Moffat was a number cruncher of the first order: He had been, among other things, the head of IBM's supply chain. Spreadsheets sang to him; he carried three-ring binders stuffed with data about the business. Some people might think his work was dull. But in 2002 he met a hedge fund analyst who found what he did insanely alluring. Danielle Chiesi, a former teenage beauty queen, was a woman for whom business information was the ticket to gratification. She liked older men, and she enjoyed pushing their buttons. "I love the three S's," she would tell them. "Sex, stocks, and sports."And spreadsheets, apparently. Chiesi and Bob began an affair in 2003, but their lovemaking meant something different to him than it did to her. "Everyone wants to make this about sex," Bob explained.

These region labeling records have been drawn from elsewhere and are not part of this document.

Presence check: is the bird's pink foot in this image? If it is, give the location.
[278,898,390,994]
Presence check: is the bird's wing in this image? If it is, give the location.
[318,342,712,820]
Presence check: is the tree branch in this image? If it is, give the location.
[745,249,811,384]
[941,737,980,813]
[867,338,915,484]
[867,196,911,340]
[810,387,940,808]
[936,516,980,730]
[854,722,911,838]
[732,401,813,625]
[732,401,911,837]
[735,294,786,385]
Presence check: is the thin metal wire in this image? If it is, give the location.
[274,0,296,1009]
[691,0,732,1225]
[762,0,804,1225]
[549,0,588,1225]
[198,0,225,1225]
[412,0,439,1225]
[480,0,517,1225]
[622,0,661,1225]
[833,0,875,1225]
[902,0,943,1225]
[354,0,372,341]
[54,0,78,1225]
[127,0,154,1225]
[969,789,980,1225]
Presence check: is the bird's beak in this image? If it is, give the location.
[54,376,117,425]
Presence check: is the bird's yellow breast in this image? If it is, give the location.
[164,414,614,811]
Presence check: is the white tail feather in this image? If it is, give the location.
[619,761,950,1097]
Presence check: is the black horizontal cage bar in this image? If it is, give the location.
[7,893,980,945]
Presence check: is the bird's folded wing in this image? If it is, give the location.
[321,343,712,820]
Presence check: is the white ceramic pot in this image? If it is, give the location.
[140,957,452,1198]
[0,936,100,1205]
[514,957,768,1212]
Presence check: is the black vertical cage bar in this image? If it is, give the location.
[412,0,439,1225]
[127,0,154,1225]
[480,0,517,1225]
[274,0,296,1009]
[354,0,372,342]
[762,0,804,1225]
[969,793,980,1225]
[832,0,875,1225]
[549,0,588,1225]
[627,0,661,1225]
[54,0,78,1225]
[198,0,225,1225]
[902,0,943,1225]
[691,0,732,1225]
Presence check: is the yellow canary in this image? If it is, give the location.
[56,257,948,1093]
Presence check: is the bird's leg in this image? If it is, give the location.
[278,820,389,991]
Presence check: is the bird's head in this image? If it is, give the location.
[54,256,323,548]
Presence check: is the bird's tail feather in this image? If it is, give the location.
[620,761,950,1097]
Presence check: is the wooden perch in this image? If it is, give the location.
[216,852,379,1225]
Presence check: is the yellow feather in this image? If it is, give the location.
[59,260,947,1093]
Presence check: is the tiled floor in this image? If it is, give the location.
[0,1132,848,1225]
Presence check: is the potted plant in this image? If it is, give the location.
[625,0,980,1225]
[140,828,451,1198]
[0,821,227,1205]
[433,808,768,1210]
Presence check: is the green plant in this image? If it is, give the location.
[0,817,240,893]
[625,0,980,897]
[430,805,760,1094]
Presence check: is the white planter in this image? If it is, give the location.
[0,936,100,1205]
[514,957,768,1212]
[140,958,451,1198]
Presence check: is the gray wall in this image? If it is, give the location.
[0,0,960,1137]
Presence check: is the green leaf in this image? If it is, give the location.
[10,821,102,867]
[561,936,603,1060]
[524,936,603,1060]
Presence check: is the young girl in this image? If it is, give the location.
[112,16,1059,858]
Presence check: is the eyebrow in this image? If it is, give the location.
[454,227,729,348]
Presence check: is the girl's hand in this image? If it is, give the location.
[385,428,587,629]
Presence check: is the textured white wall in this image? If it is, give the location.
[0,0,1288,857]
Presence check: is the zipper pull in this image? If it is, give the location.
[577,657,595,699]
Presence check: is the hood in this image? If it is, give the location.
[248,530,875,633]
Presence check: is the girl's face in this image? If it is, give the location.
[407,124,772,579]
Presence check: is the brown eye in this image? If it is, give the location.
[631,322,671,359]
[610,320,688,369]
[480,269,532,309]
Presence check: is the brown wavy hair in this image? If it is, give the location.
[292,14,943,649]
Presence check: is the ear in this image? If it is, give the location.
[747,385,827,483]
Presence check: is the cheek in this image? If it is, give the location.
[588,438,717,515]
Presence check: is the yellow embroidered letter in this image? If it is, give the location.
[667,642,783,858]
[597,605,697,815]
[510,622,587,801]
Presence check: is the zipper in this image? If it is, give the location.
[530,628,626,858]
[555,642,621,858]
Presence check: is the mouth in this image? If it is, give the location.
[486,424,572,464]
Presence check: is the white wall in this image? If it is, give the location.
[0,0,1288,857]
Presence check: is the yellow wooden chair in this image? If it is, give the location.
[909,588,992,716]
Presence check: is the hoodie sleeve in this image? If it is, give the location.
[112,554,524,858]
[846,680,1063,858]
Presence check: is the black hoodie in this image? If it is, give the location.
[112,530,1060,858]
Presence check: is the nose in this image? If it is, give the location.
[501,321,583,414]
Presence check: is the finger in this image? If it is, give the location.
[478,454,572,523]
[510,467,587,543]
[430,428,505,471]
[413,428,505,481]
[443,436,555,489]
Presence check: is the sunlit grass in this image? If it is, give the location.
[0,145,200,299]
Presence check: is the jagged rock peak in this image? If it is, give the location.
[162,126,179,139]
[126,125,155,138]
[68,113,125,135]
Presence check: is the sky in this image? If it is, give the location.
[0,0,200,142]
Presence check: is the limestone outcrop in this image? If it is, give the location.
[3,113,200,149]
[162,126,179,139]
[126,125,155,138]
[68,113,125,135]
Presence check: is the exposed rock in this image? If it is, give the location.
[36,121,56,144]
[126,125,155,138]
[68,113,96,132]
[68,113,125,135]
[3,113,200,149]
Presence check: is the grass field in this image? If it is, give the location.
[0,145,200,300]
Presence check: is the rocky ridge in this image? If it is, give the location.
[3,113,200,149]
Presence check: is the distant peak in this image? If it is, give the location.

"Danielle had an extensive network of business people. And she added clarity about what was going on in the business world ... I know in my heart what this relationship was about: clarity in the business environment."Okay. Fortune attempts to explain.
Sex was part of the picture, to be sure, but the dangerous elixir that really bound these people to one another was information. It enriched some of them, it thrilled all of them, and it eventually ruined their careers.Except for Chiesi. For Chiesi, it was about sex.
Trading business information, Chiesi would say, was "like an orgasm."Dangerous liaisons at IBM: Inside the biggest hedge fund insider-trading ring [Fortune]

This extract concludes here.